"Is doing", not "did". France has a private army in Mali right now, and the UK and US have about 20 puppet dictators spread across Africa.
These dictators are well educated in the same sense that George "Harvard" Bush was well educated.
And they are not "corrupt because they are in power". They are 1) put in power because they are corrupt, 2) attain power because megalomaniacs are strong and good at beating competition.
I think, generally, anyone attracted to ruling is the worst person for the job. The best people for leadership don't seem to possess the desire to rule.
I wouldn't know how. Sometimes I think that all this killing and bloodshed and exploitation might be a kind of necessary and unavoidable process.
Look at India. India was ruled by a bunch of different feudal Kings and warlords. The British came and basically unfied the country. In the process they killed about 2 billion Indians. They did more damage than the Kings and warlords did, but they neverthess created some kind of new nation state. They caused "progress". The "progress" that the British brought to India wasn't really progress - all those gains were off-set by the immense loss of life - but it nevertheless laid a foundation for a future India that might, hopefully, be "better" and might, hopefully, "benefit" everyone.
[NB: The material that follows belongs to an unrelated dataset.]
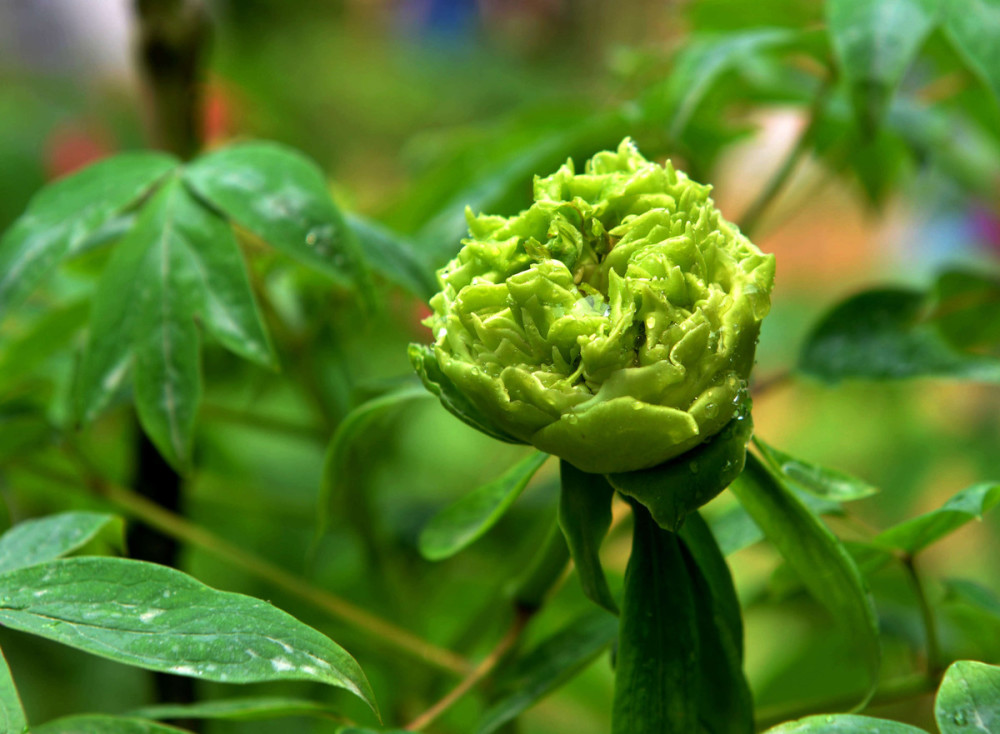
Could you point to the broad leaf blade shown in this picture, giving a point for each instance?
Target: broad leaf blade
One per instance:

Rather than wasting all those lifes, wouldn't it have been better for India if it, in the 1500s, simply created some kind of system or nationstate to replace the Kings and noblemen who ruled the provinces? But how do you organise this? You can't. Humans are too dumb, disorganised, entrenched and the task is too complicated. And historically, anyone who tries gets killed anyway.
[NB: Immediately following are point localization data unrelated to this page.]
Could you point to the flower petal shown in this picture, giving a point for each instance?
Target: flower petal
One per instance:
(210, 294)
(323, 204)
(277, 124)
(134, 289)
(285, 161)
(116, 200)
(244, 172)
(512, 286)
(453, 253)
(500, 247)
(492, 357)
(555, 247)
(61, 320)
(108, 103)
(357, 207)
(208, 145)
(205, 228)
Maybe Africa is the same way. Maybe the best thing to do is just let yourself get raped, let the old Empires do what they want, let all the local religious and tribal factions kill each other till they're tired, bear with the poverty, and just slowly slowly hope for very slow reforms.
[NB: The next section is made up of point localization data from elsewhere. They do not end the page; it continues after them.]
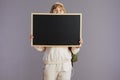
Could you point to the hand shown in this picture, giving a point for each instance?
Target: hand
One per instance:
(81, 42)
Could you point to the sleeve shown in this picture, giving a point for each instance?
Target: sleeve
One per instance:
(75, 50)
(40, 48)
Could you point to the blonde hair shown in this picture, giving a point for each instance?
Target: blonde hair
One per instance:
(57, 4)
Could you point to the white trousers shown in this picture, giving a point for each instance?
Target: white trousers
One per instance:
(58, 71)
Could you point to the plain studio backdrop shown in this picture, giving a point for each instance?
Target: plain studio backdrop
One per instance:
(99, 55)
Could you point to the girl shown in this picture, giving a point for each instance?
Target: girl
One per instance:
(57, 60)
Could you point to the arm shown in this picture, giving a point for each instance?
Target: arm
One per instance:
(75, 50)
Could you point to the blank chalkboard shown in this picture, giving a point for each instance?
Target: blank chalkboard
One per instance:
(50, 29)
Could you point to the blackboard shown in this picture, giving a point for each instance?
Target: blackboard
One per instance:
(49, 29)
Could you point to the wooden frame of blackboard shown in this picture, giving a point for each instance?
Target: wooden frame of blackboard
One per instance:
(55, 45)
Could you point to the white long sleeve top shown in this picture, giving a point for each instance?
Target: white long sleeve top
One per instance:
(56, 55)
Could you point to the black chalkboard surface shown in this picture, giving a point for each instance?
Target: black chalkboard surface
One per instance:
(50, 29)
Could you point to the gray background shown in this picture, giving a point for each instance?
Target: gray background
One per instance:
(99, 55)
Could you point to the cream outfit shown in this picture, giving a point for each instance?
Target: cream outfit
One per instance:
(57, 62)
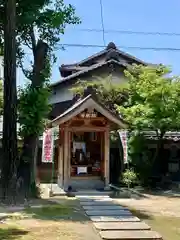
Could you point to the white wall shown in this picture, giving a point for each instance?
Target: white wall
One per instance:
(61, 95)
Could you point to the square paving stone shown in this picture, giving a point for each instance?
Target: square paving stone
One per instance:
(114, 219)
(107, 207)
(97, 203)
(121, 226)
(108, 213)
(123, 235)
Maybe African countries, like India, should just let the West make the continent up in the image they desire. Then play things slow and let the West's power in Africa collapse naturally on its own.
There's a scientist called Immanuel Wallerstein who used to write about this kind of thing. He started a field called World Systems Theory, which basically attempted to predict the evolution of nations. He predicted alot of what would happen (has happened) in Africa and the Middle East. In regards to Africa, he saw the continent becoming First World in about 250 years. He said some of its nations would become small superpowers, after the US and China themselves decreased in power. From that point onwards, the globe is run by several mini superpowers, some in Latin America, some in Africa, some in Europe, some in Asia. Each struggles with debt, unemployment, oil, wealth gaps and so on, at which point we jump from techno-capitalism to something else, like we jumped from feudalism to mercantile capitalism.
Wallerstein was just theorising, but that nevertheless seems to be how history cyclically plays out. Aside from aliens or Gods coming down and teaching us to stop being dumbasses, we seem to just proceed clumsily from A to B . Our destinations are generally good, we just can't get there without doing a lot of unnecessary collateral damage.